Here are five tips for avoiding a troubling wake-up call and transforming your life now:
Recognize Your Body’s Messages
Many women are disconnected from their body’s signals, according to Beth Kurland, Ph.D., clinical psychologist, TEDx speaker and author of You Don't Have to Change to Change Everything. She suggests paying attention to how different ideas, plans or goals make you feel and noticing what energizes or depletes you. Anchoring into your body can also shift your nervous system out of survival mode. "From the place where we feel more grounded and in balance, we have access to an inner treasure chest — clarity, compassion, acceptance, calm, perspective and problem-solving,” says Dr. Kurland.
Be Your Own Best Friend
Tara Cousineau, Ph.D., a Harvard psychologist and author of The Perfectionist’s Dilemma, recommends cultivating self-compassion and befriending your inner critic, not banishing it. Speak kindly to yourself when reflecting on challenges and changes. Pull negative thoughts out like weeds and plant beneficial “seeds" of encouragement. This isn’t toxic positivity but rather recognizing both the good and bad through constant tending of yourself.
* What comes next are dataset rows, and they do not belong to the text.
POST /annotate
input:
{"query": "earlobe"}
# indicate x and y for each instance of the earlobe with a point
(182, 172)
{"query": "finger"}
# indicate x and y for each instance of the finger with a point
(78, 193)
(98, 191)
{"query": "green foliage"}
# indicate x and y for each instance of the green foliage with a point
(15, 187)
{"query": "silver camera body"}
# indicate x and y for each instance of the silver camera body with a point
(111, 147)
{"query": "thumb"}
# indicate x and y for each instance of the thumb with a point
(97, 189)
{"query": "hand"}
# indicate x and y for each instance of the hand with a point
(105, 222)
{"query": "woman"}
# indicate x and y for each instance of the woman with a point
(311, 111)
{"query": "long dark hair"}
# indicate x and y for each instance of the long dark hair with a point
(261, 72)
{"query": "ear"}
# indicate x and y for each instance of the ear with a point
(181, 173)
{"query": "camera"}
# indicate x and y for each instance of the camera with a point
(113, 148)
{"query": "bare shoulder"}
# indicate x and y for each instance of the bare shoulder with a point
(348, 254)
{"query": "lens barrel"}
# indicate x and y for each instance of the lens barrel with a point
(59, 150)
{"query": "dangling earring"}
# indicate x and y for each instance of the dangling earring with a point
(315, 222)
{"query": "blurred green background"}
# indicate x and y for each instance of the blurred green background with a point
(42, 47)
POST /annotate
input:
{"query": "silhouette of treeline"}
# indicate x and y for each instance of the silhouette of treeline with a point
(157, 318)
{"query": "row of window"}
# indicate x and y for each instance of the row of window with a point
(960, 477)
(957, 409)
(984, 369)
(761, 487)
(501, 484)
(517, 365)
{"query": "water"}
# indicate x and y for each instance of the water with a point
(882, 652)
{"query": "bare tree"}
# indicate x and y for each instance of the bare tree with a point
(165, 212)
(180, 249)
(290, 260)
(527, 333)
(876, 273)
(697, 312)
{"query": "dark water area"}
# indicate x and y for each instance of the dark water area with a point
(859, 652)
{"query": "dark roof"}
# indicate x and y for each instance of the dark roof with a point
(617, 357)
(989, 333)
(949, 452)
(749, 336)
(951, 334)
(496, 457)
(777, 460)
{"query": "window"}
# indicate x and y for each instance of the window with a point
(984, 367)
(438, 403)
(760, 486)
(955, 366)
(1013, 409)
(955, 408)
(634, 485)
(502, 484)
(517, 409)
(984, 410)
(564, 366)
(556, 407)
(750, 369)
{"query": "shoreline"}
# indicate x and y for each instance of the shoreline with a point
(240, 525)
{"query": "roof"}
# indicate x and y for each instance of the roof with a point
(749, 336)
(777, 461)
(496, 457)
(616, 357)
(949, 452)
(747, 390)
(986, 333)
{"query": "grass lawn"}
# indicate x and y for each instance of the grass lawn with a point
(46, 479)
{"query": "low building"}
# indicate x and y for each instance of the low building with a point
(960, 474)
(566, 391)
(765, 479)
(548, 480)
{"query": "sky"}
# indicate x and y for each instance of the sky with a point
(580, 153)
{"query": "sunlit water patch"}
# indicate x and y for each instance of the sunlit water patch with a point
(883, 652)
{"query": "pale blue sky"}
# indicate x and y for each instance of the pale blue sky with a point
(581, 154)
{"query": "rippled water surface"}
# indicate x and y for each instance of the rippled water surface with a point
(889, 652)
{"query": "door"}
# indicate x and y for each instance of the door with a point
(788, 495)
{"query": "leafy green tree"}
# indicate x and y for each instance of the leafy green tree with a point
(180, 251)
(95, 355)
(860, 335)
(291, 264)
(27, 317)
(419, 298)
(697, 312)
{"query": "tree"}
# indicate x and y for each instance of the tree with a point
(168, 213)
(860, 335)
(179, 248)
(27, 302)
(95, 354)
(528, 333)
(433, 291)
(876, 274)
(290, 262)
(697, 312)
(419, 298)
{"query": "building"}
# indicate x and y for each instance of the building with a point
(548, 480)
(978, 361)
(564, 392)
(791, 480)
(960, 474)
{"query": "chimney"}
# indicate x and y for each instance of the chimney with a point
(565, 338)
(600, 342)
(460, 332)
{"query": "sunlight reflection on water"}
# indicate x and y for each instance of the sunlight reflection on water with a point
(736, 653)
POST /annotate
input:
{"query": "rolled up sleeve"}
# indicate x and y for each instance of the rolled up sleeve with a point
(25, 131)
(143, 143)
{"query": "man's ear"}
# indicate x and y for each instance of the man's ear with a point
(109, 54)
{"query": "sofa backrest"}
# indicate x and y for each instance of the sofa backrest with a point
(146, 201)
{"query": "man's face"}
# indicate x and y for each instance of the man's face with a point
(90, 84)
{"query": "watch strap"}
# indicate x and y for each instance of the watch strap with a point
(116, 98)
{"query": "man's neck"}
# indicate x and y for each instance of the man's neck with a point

Allow Yourself to Revamp Priorities
What we value and prioritize can change over time, according to Dr. Kurland. She suggests looking back at what’s driving you and asking yourself: “What is still serving me? Is there a shift I want to make internally and/or externally that would better support my well-being at this stage of my life?” True well-being isn’t dependent on your mood, circumstances or achievement — it can come from altering your mindset and finding more compassionate ways to relate to your feelings and yourself.
Embrace Being a Beginner
When exploring new paths, Dr. Cousineau warns that you may feel like a fraud or not up to the task. “Remind yourself: ‘It's okay to be a beginner. I don't need to know everything.’ You've done hard things before,” she says. “Trust you will be able to find your way forward and never forget that you are worthy of love, belonging, and connection.” Dr. Kurland also advises having an “accountability buddy” to help you navigate transitions with encouragement and support.
Live Without Regrets
Dr. Kurland finds that many women are conditioned to focus on caretaking, people-pleasing and fitting in without ever considering what they truly want. She suggests asking yourself, “If I zoom forward in my life and look back to where I am, is there something that I want to make sure I don't regret?” Give yourself permission to pause and reflect on your needs and wishes, then take one small step forward with a “vow,” as Dr. Cousineau says, “to commit to yourself.”
Many years have passed since my midlife pivot, and I see now that my hair loss wasn’t due to simply stress — it was due to living in distress for far too long. Now, I listen to my body’s messages and nurture myself while focusing on a life without regrets. That’s been the remedy to make my happiness (and hair) thrive.